Provide access to the provider’s digital front door. Even if doing so means disrupting the traditional delivery model of face-to-face patient care, provider organizations should invest in the tools and information systems to offer patients the care they need in a way that the patients find most convenient. It is not likely that payment models and delivery models will synch up perfectly to keep providers financially whole. Pursuing this tactic might mean a lower payment for some services, but providers need to adapt either by taking costs out of care delivery at a commensurate rate with the drop in revenue or by adding incremental volume through more patients. The market might become more competitive, but true market disruption rarely results in higher margins for existing business. The normal path of the product life cycle leads to increased commoditization of existing services and lower margins. d

As an example, pocket calculators often found in a business office can be purchased for just a few dollars and are essentially a low-margin commodity. In the early 1970s, a calculator with much less computing power cost over $200. The cost of technology inevitably comes down over time, and it is logical to assume the same will happen in health care, particularly if the insurer that is reaping the rewards is controlling the technology.
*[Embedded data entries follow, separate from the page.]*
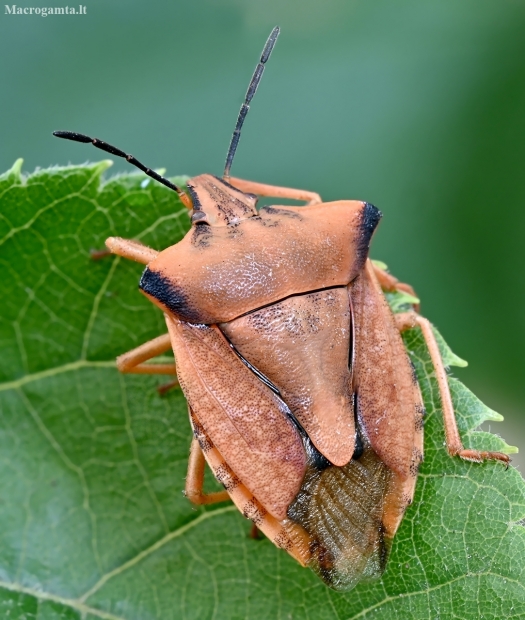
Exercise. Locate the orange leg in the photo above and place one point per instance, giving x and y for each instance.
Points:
(132, 361)
(195, 479)
(262, 189)
(409, 320)
(134, 250)
(389, 283)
Partner with health plans to offer digital services and determine how to equitably split the revenue. Early adopters might have the advantage here in working with health plans to jointly create the ideal digital front door. If one subscribes to the idea that the amount of revenue in the healthcare system is as high as it is going to be, and that payment per unit of service will remain flat or even decrease, the best time to negotiate new agreements is now, before this disruption truly happens.

Vertically integrate. The model of team-based care is arguably better for both providers and patients because providers working in teams within a vertically integrated health system are better able to practice at the top of their licenses. Vertical integration should allow providers to effectively manage larger patient panels, thus increasing efficiency and lowering per-unit costs. Providers that currently practice in separate organizations have competing incentives in the current fee-for-service reimbursement structure. Aligning these incentives in newer, value-based payment models is difficult without one “economy” governing reimbursement that flows into the system of care. Health systems can manage financial risk and survive disruption much more effectively if they can be as economically agnostic as possible to how care is delivered to a patient so long as it meets his or her needs.

Change the physician compensation model to better align incentives for value-based payment. Paying physicians per relative-value unit is a significant barrier to changing behavior. This barrier is the crux of the conundrum providers face now and will face even more in an increasingly digital world.

As bigger, better, faster technology is developed, both providers and health plans should ready themselves to leverage that technology for greater value. Organizations that are prepared for a dramatic shift in both culture and payment structure will be best equipped to succeed.

Footnotes

a. Kongstvedt, P.R., Essentials of Managed Health Care, 6th Ed., Jones & Bartlett Learning, 2012.
b. OpenMarket National Survey, 2016. \
c. Koren, D., “What Millennials Want When It Comes to Healthcare,” MediaPost, Dec. 23, 2016.
d. Christensen, C., The Innovator’s Dilemma: When New Technologies Cause Great Firms to Fail, Harvard Business Review Press, 1997.